Dekanting fluid thought

“In the land of the blind, the man with the one eye rules all”

This quote was one that stuck out from the movie Minority Reports (and due to Tom Cruises horrible acting it is one of the few things I remember). It sheds light on the argument by Kant, we can recognize restrictions on what we will be able to know. Like the quote above, Mason feels like we would not be able to put an objective barrier to what we can or cannot understand. We would not be able to tell that we are blind and that the man with the one eye will never know what experiences the blind will go through. However although the one eyed man doesn’t see the whole picture, he knows that others can see nothing, and this is why I feel like Kant’s argument has some merit.

To some degree I do believe Mason, but I also feel justified in accepting some points that Kant makes. Kant’s philosophy has solid ground in saying that everything that we understand is what we perceive to understand by using the building blocks of experiences that we think is objective. If we are to say that there is a dog in the window. We define dog by certain rules and we define window by another certain rules.  These blocks of knowledge are put together to form what we understand to be in the window.  The example which was used in class about how if we all jumped on a magic school bus and flew to mars, we would only define those items by the terms that are natural to earth, and make new terms with relation to our experiences on earth.

Another example would be if we weren’t born on earth but instead in a virtual machine in which we saw and felt nothing. We could probable not define anything since we have no building blocks to build relation from.
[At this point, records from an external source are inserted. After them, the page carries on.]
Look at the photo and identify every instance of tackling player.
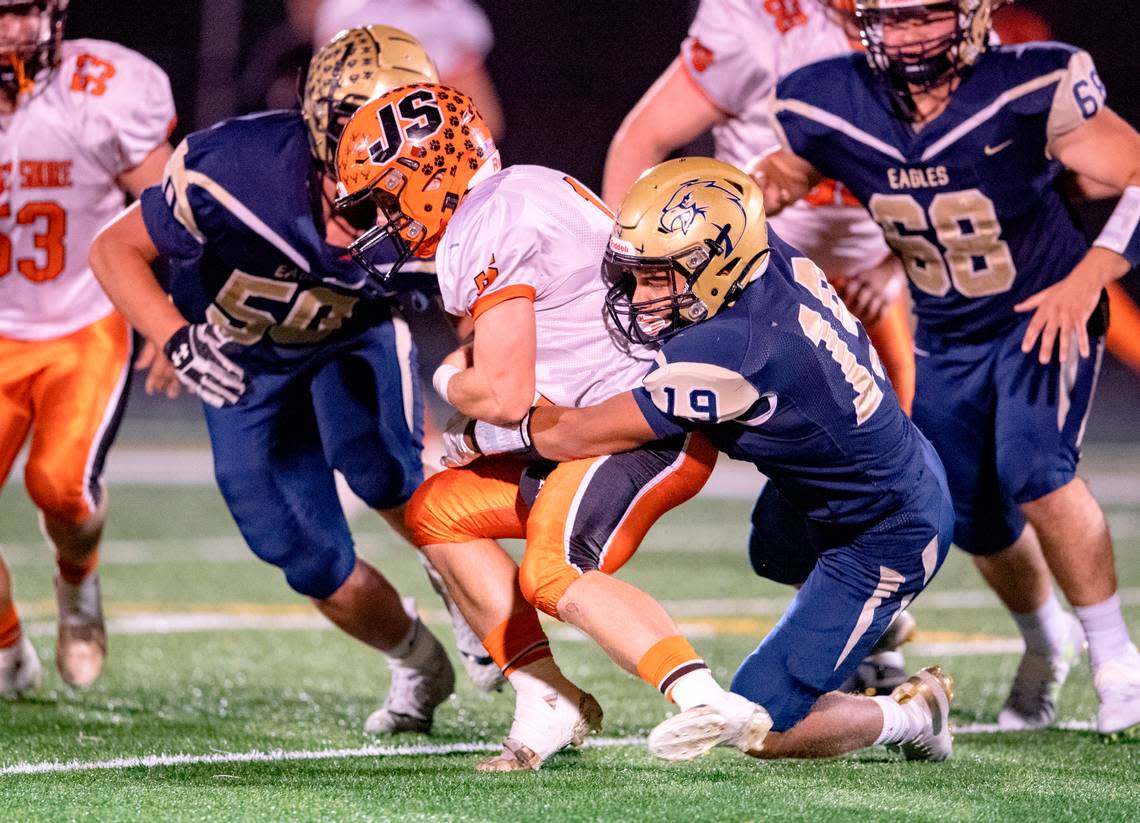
[91,26,497,732]
[0,0,174,695]
[337,84,768,771]
[449,158,953,760]
[760,0,1140,733]
[602,0,914,419]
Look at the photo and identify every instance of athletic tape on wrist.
[1092,186,1140,268]
[431,362,463,402]
[471,409,540,459]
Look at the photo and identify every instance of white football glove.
[163,323,246,408]
[441,412,482,468]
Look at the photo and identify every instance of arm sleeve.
[681,0,775,115]
[634,325,760,437]
[437,192,539,319]
[139,138,209,260]
[1045,50,1105,141]
[73,42,174,177]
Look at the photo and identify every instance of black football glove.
[163,323,246,408]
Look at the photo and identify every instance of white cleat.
[649,692,772,760]
[364,598,455,734]
[0,634,43,698]
[56,573,107,688]
[1092,645,1140,739]
[449,610,506,692]
[887,666,954,763]
[475,688,602,772]
[998,614,1085,732]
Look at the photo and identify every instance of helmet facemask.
[855,0,992,119]
[336,83,500,284]
[0,0,68,99]
[602,226,768,345]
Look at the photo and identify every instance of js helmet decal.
[336,83,500,283]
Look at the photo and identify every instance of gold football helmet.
[0,0,70,96]
[855,0,1001,111]
[602,157,768,343]
[301,25,439,177]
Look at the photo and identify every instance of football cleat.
[475,688,602,772]
[998,614,1084,732]
[1092,645,1140,740]
[0,634,43,698]
[649,692,772,760]
[364,597,455,734]
[56,573,107,688]
[839,610,917,696]
[887,666,954,763]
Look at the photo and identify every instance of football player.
[759,0,1140,734]
[449,158,953,760]
[0,0,174,695]
[602,0,914,417]
[91,26,497,732]
[337,84,768,771]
If all of a sudden there were three dots and that is all you could see, everything that you could think about would revolve around those three dots. To give mason credit there is no way for them to realize that they won’t understand the world in the same way we do because they only were exposed to a certain world.

                So the question then comes, if people couldn’t realize they could not understand anything above the three dots, then isn’t Mason right in saying that we cannot say that there is ever a barrier to understanding because we can never see it? My theory is that we have come to an understanding that we have built worlds from blocks of what we understand, the mere fact that we continually are building experiences from other experiences make it seem that there is never one concrete static box that can be filled and defined, but instead an ever fluid mixture that swishes around and we just choose to be justified in certain solid beliefs because we had the ability to find an undefined X and took the opportunity to bring it into terms of known Y’s and Z’s.

                When Kant states that nothing can be completely understood, Mason refutes him by stating that it is a circular argument that you are saying “you cannot understand what you cannot understand”. However if you recognize that you define the world by what you understand, you are dependent on what you understand being in some way be true. Since that can never be proven, your ability to understand will have a barrier.